The meeting also featured several lightning talks. Dr. John Kirkpatrick, Co-Director of the Duke Center for Brain and Spine Metastases, discussed potential collaborative opportunities for research, which include improved chemotherapy delivery, the inflammatory milieu of cell death and improved tumor visibility, and methods for improving the tumor specificity and range of local hyperthermia conferred by laser-induced thermal therapy. Dr. Benjamin Vincent, Assistant Professor in the Division of Hematology/Oncology at UNC-CH, discussed his work surrounding multiple personalized immunotherapeutic strategies and potential collaborative possibilities for IBC. Current research efforts are focused on the development of immunotherapeutic combinations that convert nonresponders to responders and surmount acquired resistance to immunotherapy, thus, identifying biomarkers that predict the patient response to immunotherapy is a high priority. Dr. Kevin Williams, Associate Professor in the Department of Pharmaceutical Sciences at NCCU, discussed existing collaborative research and training partnerships surrounding IBC between Duke University and NCCU. As part of the P20 grant from the National Institutes of Health, pilot projects are being conducted in prostate cancer and IBC, and the Cancer Research Education Program, or C-REP, was created to provide underrepresented minority doctoral students and postdocs with training in clinical research, drug discovery, and biobanking. Drs. Williams and Devi are also collaborating to identify effective therapies for IBC by developing models of IBC for drug screening [11, 30].

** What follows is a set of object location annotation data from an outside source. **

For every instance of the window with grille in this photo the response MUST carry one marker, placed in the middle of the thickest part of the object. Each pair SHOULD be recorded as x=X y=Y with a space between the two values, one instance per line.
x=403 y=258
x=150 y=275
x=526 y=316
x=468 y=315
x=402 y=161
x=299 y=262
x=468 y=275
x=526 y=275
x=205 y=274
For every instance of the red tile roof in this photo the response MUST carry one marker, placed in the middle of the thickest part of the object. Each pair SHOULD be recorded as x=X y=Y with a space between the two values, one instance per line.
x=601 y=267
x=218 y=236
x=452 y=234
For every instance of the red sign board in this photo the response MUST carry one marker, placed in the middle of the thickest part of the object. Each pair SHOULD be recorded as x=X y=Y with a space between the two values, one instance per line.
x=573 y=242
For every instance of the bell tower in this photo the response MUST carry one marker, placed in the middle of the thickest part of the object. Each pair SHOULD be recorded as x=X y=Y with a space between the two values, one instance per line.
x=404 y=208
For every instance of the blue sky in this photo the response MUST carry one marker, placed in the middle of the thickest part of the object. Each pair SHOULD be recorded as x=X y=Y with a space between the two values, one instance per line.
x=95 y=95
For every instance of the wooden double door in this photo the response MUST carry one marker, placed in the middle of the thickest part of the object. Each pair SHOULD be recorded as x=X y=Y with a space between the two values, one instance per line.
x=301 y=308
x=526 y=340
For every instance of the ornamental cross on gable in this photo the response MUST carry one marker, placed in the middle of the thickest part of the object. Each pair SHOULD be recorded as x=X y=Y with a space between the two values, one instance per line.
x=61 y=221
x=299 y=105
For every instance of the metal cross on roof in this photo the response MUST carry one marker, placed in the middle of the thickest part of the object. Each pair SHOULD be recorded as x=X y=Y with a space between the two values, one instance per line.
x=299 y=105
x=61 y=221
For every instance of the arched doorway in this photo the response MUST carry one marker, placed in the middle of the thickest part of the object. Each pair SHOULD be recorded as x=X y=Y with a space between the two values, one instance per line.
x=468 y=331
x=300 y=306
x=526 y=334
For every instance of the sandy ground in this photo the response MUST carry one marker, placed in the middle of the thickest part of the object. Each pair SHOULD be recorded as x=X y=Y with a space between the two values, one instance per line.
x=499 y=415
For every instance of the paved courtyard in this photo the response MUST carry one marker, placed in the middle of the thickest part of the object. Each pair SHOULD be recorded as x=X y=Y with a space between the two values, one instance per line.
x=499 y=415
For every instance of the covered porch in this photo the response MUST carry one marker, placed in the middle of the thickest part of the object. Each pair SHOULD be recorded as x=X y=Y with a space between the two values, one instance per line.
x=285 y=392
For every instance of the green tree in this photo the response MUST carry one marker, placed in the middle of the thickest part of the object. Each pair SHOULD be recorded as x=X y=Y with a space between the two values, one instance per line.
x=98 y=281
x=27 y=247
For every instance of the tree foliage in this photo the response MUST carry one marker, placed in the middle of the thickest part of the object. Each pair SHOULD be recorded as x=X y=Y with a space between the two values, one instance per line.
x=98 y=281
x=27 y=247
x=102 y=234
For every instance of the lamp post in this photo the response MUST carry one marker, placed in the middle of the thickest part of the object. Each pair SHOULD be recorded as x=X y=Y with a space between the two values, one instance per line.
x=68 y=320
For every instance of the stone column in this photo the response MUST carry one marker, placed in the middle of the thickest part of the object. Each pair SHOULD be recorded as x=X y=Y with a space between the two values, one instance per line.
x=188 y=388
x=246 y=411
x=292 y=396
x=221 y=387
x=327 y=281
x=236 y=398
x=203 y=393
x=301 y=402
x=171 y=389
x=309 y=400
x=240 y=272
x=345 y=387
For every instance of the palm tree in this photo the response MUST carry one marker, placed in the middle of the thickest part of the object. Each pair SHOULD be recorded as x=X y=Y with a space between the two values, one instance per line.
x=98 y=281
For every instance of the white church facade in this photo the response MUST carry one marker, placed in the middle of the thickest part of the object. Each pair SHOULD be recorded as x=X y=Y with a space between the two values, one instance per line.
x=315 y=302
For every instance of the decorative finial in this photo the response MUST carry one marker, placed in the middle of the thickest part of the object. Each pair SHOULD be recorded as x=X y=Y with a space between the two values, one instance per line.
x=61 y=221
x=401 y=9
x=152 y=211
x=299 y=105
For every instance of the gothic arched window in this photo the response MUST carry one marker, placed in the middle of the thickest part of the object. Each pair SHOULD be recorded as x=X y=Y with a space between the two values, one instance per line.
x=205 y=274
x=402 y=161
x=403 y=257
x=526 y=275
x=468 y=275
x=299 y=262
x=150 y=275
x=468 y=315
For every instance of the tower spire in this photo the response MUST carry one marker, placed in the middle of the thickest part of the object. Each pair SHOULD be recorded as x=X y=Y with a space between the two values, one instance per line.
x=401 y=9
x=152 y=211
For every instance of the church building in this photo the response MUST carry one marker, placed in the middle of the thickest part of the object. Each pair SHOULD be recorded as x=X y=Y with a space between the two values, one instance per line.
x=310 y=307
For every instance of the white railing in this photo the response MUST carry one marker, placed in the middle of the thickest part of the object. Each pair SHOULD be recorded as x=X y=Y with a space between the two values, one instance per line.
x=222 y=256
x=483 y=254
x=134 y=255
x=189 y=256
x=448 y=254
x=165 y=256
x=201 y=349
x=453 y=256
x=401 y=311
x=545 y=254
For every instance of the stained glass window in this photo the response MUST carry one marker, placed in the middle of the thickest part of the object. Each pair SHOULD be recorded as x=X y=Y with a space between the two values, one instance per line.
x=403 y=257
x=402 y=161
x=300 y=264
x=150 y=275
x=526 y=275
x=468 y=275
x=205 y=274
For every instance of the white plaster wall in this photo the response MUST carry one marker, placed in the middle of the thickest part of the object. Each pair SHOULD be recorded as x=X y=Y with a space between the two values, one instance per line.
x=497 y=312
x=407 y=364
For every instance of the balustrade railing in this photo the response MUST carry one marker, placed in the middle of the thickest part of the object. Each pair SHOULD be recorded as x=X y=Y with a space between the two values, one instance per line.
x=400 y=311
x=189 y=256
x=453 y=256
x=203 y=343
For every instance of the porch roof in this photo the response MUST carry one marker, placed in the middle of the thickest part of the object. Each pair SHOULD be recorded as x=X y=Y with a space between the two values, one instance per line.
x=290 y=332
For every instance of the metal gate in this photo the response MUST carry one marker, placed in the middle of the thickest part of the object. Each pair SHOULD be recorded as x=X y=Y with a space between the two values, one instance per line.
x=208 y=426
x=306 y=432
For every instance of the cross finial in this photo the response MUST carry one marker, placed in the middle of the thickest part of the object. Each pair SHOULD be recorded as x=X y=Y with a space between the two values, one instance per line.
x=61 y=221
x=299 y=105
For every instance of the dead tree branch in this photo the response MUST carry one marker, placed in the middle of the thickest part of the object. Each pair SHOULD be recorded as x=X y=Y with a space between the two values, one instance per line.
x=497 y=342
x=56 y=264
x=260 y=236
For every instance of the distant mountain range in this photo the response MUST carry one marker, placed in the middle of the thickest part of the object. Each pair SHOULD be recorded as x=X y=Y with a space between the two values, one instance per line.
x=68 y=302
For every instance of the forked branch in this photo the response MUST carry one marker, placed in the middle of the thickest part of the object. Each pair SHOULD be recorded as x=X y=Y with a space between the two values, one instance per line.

Connect NC for IBC: Engaging Advocates and Community Partners to Improve IBC Research and Education
In order to address the need for collaboration among IBC stakeholders across North Carolina and nationally, one of the highlights of this meeting was the community engagement session, which brought together basic, translational, and clinical researchers, practicing physicians, patients, advocates, and community stakeholders. In keeping with the meeting mission to engage community members and solicit feedback from patients and advocates, IBC patients shared their stories with attendees.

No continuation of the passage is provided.